As most of us have the basic needs (food and shelter) and an abundance of material goods available to us, fulfilment is becoming increasingly important in our jobs, aside from paycheck alone. Doing what you love will inevitably lead to higher levels of fulfilment.

3. You are more productive

Studies have shown (funnily enough) that employees who are more engaged in their work have a higher rate of productivity. As they are ‘in the zone’ more frequently, and hit ‘flow’ more often too, they accomplish more, and can can meet the challenges of their job with greater effectiveness.

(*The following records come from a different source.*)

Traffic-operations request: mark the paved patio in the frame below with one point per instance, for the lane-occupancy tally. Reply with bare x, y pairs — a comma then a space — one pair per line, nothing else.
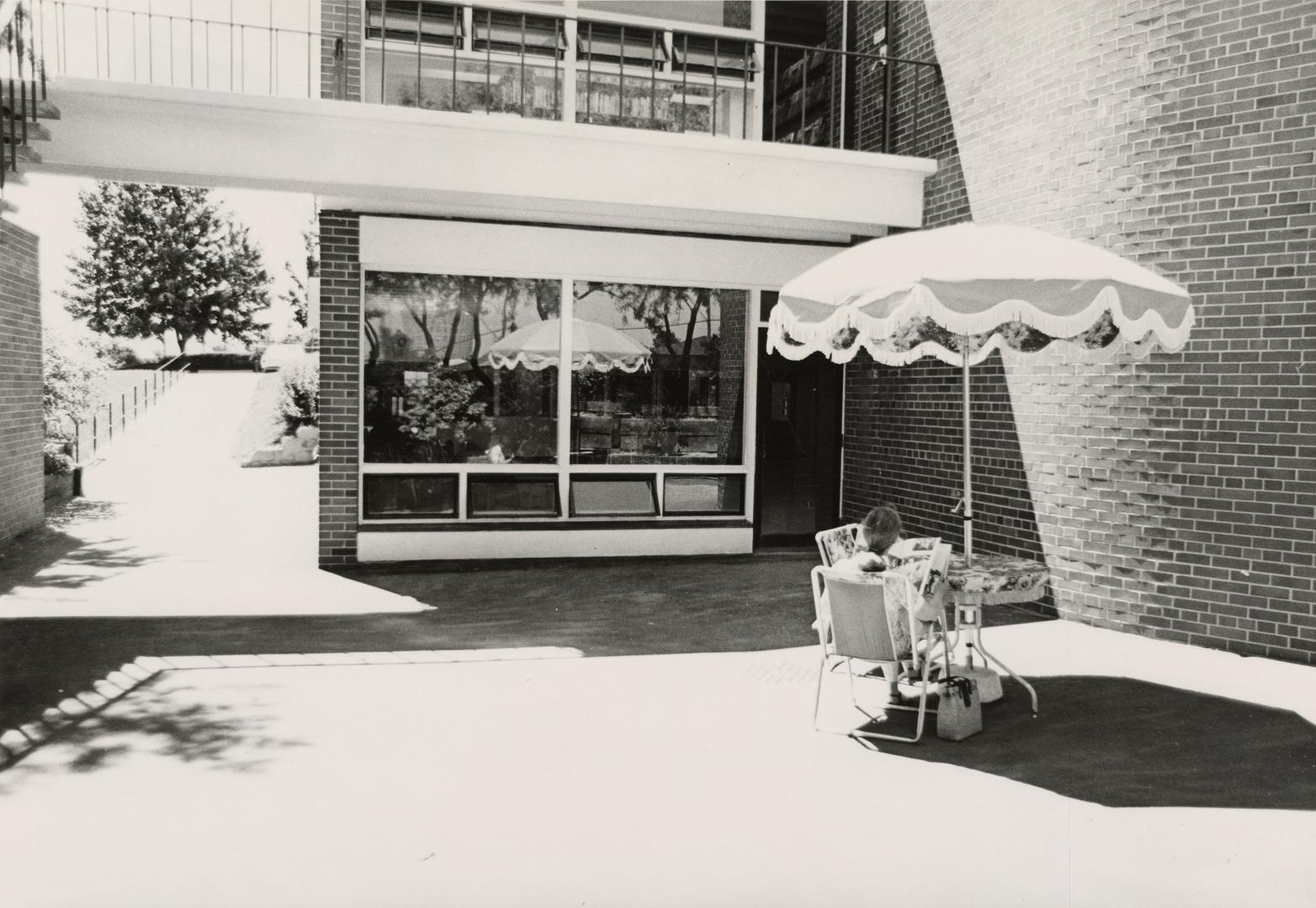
415, 737
671, 779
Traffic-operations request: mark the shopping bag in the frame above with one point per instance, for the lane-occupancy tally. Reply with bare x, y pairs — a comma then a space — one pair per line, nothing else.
960, 712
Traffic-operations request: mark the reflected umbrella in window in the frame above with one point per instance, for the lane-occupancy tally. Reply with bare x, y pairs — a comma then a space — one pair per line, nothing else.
960, 293
592, 346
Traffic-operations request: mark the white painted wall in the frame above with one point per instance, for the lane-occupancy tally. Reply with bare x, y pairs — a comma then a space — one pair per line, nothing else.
407, 244
551, 544
376, 158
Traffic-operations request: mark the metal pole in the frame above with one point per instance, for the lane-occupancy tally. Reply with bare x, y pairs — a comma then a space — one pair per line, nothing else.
887, 72
712, 129
969, 478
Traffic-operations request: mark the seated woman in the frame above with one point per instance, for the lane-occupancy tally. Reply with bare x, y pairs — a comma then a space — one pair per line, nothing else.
879, 531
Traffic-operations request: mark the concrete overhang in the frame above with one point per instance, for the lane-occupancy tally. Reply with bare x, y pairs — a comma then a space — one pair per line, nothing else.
374, 158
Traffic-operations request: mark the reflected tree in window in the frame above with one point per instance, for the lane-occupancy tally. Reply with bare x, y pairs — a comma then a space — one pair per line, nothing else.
432, 391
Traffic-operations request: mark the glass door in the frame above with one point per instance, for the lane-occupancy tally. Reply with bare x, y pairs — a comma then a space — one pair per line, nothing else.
797, 467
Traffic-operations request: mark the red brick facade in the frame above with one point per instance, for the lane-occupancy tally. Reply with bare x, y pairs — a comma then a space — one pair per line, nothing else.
340, 386
340, 49
1174, 498
21, 430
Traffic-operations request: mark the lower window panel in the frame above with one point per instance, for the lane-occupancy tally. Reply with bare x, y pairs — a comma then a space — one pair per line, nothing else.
703, 495
399, 495
613, 496
512, 496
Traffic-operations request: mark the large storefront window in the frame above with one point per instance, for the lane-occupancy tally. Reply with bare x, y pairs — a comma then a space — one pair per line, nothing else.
653, 382
461, 369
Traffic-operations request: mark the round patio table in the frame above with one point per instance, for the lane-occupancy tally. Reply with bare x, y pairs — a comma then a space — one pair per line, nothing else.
991, 581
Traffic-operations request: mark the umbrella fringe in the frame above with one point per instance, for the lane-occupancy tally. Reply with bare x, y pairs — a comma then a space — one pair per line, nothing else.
536, 363
807, 337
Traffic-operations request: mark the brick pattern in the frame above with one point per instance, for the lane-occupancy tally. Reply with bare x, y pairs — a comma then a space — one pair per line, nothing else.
903, 425
1177, 496
340, 30
732, 307
21, 428
340, 393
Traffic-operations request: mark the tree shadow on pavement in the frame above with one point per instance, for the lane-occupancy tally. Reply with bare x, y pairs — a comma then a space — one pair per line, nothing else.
1128, 742
167, 723
603, 608
50, 558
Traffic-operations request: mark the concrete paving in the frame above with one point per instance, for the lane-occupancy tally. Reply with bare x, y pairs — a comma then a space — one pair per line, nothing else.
309, 740
628, 780
170, 525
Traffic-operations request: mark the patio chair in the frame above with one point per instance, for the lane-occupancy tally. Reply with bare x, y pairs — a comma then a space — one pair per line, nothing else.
836, 544
869, 617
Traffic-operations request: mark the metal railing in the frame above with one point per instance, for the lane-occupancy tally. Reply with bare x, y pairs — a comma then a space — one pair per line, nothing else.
23, 83
106, 421
476, 60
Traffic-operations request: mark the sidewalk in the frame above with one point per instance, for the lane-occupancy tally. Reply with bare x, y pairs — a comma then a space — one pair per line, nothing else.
171, 525
673, 779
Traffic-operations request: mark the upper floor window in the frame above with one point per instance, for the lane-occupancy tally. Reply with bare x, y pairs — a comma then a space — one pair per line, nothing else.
727, 13
402, 20
511, 33
599, 42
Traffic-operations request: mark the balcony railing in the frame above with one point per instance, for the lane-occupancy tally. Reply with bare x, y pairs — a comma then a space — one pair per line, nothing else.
23, 86
499, 62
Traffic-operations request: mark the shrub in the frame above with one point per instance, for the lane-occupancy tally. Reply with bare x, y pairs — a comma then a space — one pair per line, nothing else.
116, 354
199, 362
58, 463
71, 372
299, 399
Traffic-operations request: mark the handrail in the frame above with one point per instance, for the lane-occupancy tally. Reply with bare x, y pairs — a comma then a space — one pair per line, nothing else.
649, 82
162, 379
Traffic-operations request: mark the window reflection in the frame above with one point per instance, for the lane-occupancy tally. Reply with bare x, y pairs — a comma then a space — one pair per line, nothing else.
653, 381
461, 369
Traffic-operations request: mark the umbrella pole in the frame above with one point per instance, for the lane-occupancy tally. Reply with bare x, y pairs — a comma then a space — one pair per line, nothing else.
969, 490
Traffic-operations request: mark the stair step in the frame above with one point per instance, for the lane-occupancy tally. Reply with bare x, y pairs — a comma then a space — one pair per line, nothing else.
36, 133
25, 154
45, 109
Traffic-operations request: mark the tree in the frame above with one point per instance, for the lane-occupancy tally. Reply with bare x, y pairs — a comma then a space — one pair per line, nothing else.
299, 293
71, 375
658, 309
165, 258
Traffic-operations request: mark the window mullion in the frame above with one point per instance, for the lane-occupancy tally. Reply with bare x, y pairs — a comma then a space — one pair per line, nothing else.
565, 377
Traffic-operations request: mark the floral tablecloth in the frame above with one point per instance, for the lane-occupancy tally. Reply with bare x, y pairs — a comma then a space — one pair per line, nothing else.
995, 579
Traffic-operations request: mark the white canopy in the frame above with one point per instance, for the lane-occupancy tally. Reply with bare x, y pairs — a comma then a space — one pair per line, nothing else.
960, 293
919, 293
592, 345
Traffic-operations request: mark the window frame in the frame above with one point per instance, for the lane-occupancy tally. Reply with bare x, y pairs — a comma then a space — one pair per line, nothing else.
599, 477
566, 256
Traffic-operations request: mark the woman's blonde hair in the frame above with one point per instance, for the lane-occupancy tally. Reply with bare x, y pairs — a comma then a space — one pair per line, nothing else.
881, 528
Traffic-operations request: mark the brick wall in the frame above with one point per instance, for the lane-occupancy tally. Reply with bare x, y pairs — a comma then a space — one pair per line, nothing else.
340, 49
730, 375
21, 430
903, 425
340, 377
1177, 496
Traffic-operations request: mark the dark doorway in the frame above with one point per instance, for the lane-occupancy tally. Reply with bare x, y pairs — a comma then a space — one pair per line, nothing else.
797, 453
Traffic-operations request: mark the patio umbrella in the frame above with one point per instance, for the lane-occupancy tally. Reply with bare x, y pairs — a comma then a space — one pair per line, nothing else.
539, 346
962, 291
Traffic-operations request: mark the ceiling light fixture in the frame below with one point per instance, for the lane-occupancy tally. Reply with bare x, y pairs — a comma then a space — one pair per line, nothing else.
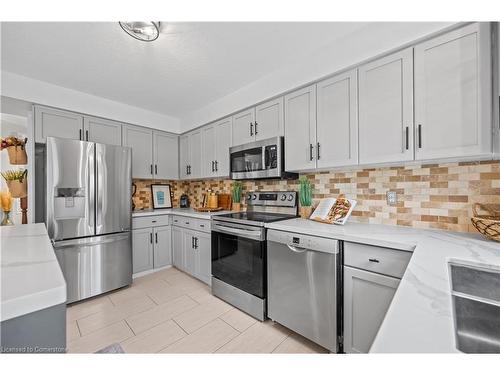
147, 31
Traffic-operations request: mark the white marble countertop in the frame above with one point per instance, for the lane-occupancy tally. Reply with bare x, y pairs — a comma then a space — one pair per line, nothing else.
178, 211
420, 317
31, 277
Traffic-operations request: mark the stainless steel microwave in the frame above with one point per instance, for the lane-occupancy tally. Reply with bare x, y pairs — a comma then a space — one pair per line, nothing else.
259, 160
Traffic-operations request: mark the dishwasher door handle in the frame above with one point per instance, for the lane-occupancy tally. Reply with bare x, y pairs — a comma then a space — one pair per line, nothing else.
297, 249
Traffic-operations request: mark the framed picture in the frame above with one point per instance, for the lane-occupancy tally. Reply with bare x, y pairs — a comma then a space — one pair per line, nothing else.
162, 197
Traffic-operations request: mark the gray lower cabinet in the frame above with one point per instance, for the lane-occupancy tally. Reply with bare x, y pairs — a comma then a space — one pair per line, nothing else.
142, 249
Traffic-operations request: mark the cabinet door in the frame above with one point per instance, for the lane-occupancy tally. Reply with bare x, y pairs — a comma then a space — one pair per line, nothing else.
243, 127
162, 246
184, 157
208, 151
55, 123
166, 155
203, 258
386, 109
269, 119
195, 154
367, 297
102, 131
223, 136
142, 249
453, 94
189, 252
178, 247
300, 129
337, 127
141, 141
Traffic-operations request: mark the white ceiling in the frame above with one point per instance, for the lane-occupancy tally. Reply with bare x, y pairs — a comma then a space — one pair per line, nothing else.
190, 66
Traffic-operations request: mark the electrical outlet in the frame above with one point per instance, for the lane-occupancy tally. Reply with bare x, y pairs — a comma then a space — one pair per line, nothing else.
392, 198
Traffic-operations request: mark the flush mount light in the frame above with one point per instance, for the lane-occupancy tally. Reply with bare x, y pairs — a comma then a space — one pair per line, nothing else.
147, 31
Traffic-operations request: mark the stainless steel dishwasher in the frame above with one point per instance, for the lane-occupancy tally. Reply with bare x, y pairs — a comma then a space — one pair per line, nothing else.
304, 285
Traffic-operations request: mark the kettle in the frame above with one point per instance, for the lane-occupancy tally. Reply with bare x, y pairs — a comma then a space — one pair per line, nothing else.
184, 201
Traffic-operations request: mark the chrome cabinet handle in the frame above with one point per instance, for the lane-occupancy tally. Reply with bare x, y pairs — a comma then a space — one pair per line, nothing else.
407, 137
296, 249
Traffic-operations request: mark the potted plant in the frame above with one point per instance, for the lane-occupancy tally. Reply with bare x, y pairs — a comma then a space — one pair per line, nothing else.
16, 149
305, 197
236, 193
16, 182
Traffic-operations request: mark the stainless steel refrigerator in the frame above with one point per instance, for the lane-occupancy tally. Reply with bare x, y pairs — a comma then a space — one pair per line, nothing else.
88, 214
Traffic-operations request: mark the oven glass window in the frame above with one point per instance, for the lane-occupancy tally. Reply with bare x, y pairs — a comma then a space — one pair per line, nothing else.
239, 262
247, 160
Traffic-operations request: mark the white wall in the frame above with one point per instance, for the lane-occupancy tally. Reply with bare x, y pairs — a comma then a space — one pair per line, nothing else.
370, 41
35, 91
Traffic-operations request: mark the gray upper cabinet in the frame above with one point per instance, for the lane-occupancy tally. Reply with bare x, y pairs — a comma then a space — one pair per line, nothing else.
386, 109
102, 131
243, 127
56, 123
367, 296
269, 119
140, 140
453, 94
165, 155
337, 121
300, 129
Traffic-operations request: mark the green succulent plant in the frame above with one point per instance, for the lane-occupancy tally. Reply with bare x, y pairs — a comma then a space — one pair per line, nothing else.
236, 191
14, 175
305, 192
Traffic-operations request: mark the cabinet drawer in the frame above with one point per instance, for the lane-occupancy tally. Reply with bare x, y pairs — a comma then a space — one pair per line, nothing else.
202, 225
150, 221
184, 222
376, 259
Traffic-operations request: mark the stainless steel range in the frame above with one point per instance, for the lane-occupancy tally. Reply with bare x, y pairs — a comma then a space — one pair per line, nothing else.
239, 250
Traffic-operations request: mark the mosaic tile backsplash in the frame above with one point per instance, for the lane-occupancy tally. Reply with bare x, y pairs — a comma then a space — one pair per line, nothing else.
429, 195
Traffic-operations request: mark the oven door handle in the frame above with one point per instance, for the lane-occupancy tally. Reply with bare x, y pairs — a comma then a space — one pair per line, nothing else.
246, 233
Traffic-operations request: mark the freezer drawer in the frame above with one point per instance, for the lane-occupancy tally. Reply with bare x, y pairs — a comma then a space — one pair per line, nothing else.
95, 265
302, 296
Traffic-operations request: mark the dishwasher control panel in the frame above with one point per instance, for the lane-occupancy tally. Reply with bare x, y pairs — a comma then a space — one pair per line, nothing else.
304, 241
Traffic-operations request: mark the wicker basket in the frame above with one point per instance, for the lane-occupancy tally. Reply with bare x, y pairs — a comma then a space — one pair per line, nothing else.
489, 224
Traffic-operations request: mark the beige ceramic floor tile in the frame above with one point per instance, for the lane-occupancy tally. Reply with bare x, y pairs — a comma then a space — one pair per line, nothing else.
205, 340
104, 318
72, 331
195, 318
86, 308
298, 344
238, 319
165, 294
259, 338
100, 339
143, 321
154, 339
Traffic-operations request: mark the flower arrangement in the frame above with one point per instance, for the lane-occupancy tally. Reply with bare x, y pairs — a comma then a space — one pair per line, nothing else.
16, 181
16, 149
236, 193
305, 197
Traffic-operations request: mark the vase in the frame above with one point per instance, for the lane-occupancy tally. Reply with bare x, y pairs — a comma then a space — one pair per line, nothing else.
17, 188
305, 212
17, 155
6, 219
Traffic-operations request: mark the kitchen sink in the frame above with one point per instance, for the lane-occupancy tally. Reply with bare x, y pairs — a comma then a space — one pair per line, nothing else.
476, 306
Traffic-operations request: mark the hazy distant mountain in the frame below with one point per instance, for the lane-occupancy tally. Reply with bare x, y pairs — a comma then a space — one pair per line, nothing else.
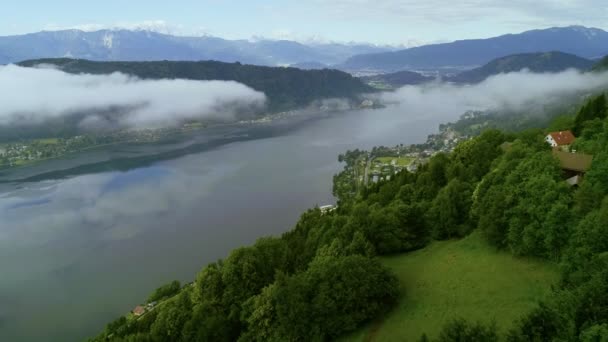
602, 65
112, 45
285, 88
535, 62
397, 79
578, 40
309, 66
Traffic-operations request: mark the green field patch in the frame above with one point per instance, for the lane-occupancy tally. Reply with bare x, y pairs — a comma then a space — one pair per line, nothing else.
465, 278
399, 161
48, 141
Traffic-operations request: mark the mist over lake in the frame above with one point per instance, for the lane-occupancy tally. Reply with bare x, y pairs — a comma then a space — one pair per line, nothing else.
85, 238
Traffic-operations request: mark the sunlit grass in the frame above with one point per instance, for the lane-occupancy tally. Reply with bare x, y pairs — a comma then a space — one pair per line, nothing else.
465, 278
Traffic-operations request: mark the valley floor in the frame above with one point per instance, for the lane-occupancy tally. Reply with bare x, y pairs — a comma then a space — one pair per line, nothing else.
464, 278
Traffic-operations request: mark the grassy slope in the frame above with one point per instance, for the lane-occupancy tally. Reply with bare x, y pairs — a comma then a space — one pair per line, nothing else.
463, 278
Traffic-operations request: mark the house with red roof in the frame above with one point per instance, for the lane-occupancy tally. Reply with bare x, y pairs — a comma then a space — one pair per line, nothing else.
561, 139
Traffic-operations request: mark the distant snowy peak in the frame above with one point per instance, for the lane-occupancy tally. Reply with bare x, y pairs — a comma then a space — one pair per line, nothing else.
145, 43
108, 40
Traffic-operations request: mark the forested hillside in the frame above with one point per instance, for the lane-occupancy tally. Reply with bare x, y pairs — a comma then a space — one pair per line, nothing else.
323, 279
285, 88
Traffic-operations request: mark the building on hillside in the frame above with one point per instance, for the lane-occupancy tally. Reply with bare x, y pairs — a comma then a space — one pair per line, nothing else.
139, 310
574, 165
327, 208
561, 139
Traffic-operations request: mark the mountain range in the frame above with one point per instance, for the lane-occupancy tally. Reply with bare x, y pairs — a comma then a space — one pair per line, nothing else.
541, 62
591, 43
139, 45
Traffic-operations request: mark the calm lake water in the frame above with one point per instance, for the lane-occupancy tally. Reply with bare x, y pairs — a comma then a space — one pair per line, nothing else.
86, 238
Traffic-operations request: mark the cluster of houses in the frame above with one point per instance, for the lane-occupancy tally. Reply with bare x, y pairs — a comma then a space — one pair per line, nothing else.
573, 164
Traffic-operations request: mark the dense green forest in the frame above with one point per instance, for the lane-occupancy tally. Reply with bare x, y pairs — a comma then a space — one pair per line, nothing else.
285, 88
323, 279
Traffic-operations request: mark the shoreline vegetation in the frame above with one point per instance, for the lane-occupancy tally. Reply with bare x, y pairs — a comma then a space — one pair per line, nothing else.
336, 271
24, 153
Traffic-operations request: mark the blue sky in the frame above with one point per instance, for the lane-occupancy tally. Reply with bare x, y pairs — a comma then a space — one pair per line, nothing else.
376, 21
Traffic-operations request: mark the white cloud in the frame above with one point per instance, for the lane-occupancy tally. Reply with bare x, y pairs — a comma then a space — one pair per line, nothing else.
36, 94
158, 26
517, 91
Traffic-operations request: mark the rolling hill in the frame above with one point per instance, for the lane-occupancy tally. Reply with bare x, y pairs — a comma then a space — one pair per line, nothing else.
544, 62
466, 54
397, 79
141, 45
285, 88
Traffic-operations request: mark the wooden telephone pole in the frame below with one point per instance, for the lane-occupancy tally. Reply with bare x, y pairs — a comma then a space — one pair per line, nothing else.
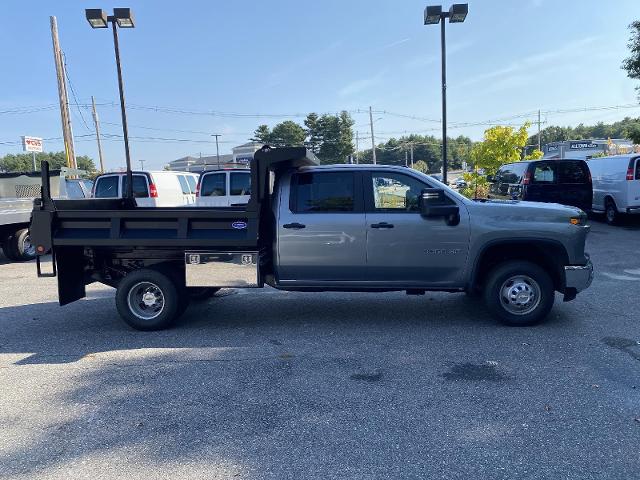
97, 124
67, 132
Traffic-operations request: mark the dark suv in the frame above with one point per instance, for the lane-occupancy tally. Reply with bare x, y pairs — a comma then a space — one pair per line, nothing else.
567, 182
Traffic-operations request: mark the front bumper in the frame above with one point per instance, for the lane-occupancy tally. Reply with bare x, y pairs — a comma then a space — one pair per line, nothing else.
578, 277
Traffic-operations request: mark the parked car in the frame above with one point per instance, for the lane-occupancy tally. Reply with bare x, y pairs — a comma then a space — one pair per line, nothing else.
224, 188
319, 228
616, 185
460, 183
150, 188
17, 192
567, 182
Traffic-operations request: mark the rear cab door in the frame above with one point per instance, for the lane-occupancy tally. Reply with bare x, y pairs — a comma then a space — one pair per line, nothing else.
633, 196
574, 181
140, 189
405, 248
321, 236
542, 183
213, 190
239, 187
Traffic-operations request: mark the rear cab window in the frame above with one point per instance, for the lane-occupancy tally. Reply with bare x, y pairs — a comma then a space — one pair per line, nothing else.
140, 186
184, 185
107, 187
572, 172
325, 192
240, 183
544, 172
214, 185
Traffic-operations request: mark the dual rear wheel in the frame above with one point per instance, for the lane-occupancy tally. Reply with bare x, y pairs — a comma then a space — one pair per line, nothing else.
148, 299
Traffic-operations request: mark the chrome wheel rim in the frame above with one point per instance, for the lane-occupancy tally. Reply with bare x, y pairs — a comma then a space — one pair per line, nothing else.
145, 300
28, 248
520, 295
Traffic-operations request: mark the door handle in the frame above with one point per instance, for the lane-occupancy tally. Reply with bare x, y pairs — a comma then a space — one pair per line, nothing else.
295, 225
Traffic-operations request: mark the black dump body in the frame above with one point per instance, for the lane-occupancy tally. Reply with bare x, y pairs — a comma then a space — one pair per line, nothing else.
85, 235
119, 223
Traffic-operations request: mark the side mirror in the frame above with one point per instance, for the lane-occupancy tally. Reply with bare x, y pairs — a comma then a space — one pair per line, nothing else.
433, 203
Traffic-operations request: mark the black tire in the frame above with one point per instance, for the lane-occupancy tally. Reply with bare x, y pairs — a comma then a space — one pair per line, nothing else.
519, 293
611, 215
200, 294
161, 307
18, 247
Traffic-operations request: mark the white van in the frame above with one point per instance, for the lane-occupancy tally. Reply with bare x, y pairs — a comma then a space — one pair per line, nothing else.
224, 188
150, 188
616, 185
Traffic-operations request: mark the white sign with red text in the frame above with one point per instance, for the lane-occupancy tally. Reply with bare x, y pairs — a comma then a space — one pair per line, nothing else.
31, 144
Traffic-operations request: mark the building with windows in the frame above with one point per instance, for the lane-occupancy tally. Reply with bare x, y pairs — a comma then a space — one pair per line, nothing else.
240, 157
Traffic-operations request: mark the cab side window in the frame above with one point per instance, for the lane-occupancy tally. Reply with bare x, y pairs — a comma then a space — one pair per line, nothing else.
107, 187
240, 183
395, 192
544, 173
323, 192
214, 185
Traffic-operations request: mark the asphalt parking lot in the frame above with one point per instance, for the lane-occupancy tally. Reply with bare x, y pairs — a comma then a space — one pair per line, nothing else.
276, 385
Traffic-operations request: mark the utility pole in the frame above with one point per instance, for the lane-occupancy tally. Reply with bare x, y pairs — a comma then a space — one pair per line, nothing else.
411, 154
373, 140
67, 132
539, 143
217, 150
97, 124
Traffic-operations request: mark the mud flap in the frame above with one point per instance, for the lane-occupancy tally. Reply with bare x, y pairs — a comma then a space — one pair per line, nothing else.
70, 262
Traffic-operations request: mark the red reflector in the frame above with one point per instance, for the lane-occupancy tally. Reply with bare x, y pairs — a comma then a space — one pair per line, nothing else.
630, 174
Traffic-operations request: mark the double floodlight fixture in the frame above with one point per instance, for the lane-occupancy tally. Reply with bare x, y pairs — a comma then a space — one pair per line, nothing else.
98, 18
456, 14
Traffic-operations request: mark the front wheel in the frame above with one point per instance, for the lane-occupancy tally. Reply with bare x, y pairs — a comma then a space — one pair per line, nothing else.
18, 246
149, 300
519, 293
611, 214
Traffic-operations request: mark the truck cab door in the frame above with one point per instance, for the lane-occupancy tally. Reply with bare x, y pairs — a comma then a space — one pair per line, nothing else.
405, 248
321, 237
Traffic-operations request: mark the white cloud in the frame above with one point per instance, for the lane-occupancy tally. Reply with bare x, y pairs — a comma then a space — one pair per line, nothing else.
518, 68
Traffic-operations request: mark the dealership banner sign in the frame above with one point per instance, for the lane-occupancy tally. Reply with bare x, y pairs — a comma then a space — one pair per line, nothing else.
31, 144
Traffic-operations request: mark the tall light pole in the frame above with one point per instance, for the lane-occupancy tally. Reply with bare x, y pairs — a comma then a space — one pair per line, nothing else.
217, 149
433, 15
122, 18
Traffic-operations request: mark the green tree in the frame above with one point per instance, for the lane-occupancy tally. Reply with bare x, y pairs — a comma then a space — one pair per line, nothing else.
23, 162
632, 63
262, 134
500, 145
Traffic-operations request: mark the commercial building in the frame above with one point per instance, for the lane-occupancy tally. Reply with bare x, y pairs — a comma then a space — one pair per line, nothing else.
240, 157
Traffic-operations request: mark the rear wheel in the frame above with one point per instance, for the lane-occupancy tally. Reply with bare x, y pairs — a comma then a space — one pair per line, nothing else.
611, 214
149, 300
519, 293
18, 246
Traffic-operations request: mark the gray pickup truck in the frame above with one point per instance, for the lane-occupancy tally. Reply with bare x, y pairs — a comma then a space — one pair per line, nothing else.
311, 227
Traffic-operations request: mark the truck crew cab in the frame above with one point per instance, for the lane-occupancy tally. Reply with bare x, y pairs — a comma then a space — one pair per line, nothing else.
311, 227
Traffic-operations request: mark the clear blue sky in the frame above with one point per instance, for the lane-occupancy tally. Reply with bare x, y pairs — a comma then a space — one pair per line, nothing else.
292, 57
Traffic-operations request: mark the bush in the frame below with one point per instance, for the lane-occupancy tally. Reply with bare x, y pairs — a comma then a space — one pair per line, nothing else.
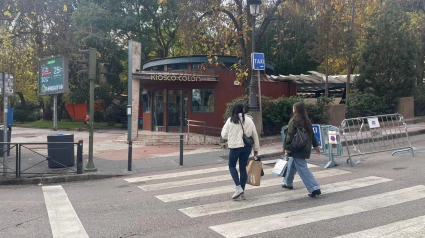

4. Everyone else will look up to you

If you genuinely love your job, you are less likely to complain. Equally, chances are that you won’t begrudgingly complete tasks with minimal effort. If you work for a company with other employees, you will therefore set an example for the others around you. Equally, when talking to others at social gatherings, you will inspire them, and may well motivate them also to make a change and pursue work that they love (this is what happened to me). The world needs people like this to inspire others stuck within the conformity of the 9-5, (or often 8-6!) do-a-job-for-the-sake-of-it-and-because-it-pays-the-bills mentality. If you get my drift.

5. Your mental health improves

With increased fulfilment, meaning, engagement and flow, your mental health score will rise – and this is being increasingly backed up by the world of science and positive psychology. Wellbeing consists of psychological and physical health, and both are intertwined, so doing work you love will noticeably improve your mental state, wellbeing and overall happiness.